This happened on an ordinary Cambridge street. Dr. V and I ran into acquaintances, who in turn had friends (from medical school; a grandmother & granddaughter) visiting from Australia. Polite introductions. Small talk. The weather. Then, inevitably, India.
One of the women mentioned that her husband was “half Indian.” She smiled and added that he had told her she would definitely not like India. This was offered casually, as if it were neutral information, not an insult delivered in front of two Indians.
Trying to keep the exchange courteous, I mentioned Sri Lanka; not as a deflection, but as a bellwether. Our mutual acquaintances had already mentioned enjoying seeing my birthday pictures from there so I thought it a natural segue.
It is often how people test their appetite for the subcontinent: more contained, more legible, still culturally rich. If one enjoys that, India follows naturally; if not, India can feel overwhelming. This was not a provocation. Yet the suggestion was met with laughter, as though I had committed a social error. It was after this, not before, that the tone hardened and the remark about her granddaughter emerged, delivered with surprising persistence, as if the earlier politeness had licensed open disdain.
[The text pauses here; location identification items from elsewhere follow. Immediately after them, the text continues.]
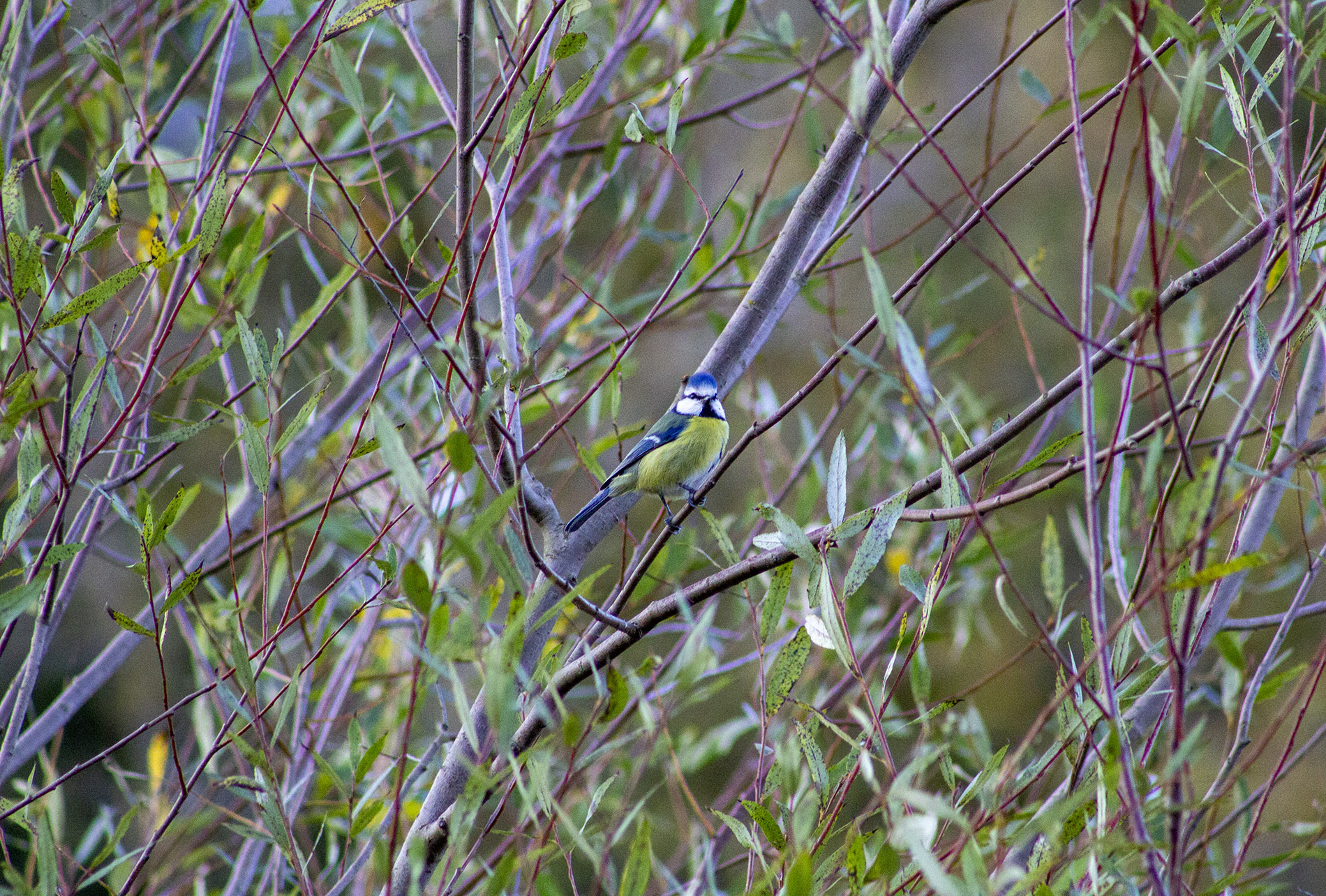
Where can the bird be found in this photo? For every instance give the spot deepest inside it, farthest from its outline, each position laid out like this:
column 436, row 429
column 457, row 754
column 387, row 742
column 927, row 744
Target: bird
column 676, row 455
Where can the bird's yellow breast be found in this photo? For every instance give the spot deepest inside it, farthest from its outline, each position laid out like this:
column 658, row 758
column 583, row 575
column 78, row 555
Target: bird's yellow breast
column 686, row 459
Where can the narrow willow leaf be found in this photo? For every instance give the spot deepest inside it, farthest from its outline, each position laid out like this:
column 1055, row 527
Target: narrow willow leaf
column 1236, row 110
column 255, row 455
column 768, row 826
column 735, row 13
column 837, row 492
column 740, row 831
column 243, row 670
column 674, row 116
column 1052, row 565
column 785, row 671
column 61, row 553
column 64, row 202
column 1041, row 456
column 639, row 862
column 402, row 464
column 300, row 421
column 1219, row 572
column 157, row 194
column 461, row 452
column 814, row 757
column 775, row 601
column 206, row 361
column 1034, row 88
column 950, row 491
column 521, row 113
column 572, row 94
column 617, row 695
column 96, row 297
column 348, row 79
column 874, row 544
column 128, row 623
column 569, row 45
column 26, row 257
column 358, row 15
column 182, row 590
column 856, row 865
column 16, row 601
column 181, row 435
column 214, row 216
column 729, row 552
column 794, row 537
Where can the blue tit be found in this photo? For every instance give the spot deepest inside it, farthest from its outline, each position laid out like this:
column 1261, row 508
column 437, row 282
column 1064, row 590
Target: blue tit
column 676, row 455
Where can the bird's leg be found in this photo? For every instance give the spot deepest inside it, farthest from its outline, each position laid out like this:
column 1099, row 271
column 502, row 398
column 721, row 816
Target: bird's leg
column 667, row 512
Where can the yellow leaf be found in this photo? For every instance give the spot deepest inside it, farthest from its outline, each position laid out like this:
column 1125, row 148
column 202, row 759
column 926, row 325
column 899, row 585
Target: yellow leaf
column 157, row 752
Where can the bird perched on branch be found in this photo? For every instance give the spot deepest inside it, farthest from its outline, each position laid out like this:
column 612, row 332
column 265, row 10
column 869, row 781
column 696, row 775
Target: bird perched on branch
column 676, row 455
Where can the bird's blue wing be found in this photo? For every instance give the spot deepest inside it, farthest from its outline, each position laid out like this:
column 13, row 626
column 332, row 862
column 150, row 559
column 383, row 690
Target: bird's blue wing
column 654, row 439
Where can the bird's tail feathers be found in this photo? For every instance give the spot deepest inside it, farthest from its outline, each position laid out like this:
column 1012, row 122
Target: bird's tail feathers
column 589, row 509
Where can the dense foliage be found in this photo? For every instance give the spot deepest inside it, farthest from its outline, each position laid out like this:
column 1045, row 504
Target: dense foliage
column 1006, row 583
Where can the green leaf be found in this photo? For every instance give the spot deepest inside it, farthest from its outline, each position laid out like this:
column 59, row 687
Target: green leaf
column 569, row 45
column 1235, row 101
column 214, row 216
column 365, row 816
column 346, row 77
column 182, row 590
column 521, row 113
column 639, row 862
column 61, row 553
column 1052, row 565
column 787, row 669
column 16, row 601
column 1272, row 685
column 96, row 297
column 950, row 491
column 674, row 114
column 800, row 879
column 1219, row 572
column 243, row 669
column 775, row 601
column 64, row 202
column 255, row 455
column 369, row 757
column 761, row 816
column 1034, row 88
column 897, row 331
column 414, row 583
column 617, row 695
column 461, row 452
column 408, row 476
column 101, row 52
column 128, row 623
column 157, row 194
column 358, row 15
column 26, row 257
column 1171, row 23
column 874, row 544
column 572, row 94
column 1041, row 456
column 835, row 495
column 740, row 831
column 300, row 421
column 735, row 13
column 794, row 537
column 814, row 757
column 636, row 129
Then she said the quiet part out loud. Her granddaughter, she explained, thought Little India in Singapore was terrible and had asked, “If Little India is that bad, wouldn’t India itself be the same?” This was not inference. It was quotation. It was said plainly, in front of us, as if it were an unremarkable observation rather than a racial judgement delivered directly to people who visibly belong to the place being dismissed.
It was telling that the disdain was voiced through the teenage granddaughter, who was also present, & appeared more ethnic than the grandmother. The remark carried the quiet weight of self-rejection, a learned instinct to disparage the part of oneself that attracts discomfort.
This was said to our faces. There was no malice in tone. That is what made it worse. It was passive, assured, and completely unselfconscious. A small cruelty delivered as observation. A judgement offered as common sense.
What struck me later was not just the racism, but its selectivity. No one speaks this way about Pakistan in polite company. No one casually announces that Iran is “definitely unlikeable,” even though both countries are far easier to frame as failures by Western standards. Those societies are treated carefully, almost nervously. Their identities are respected, if only because their fragility demands it.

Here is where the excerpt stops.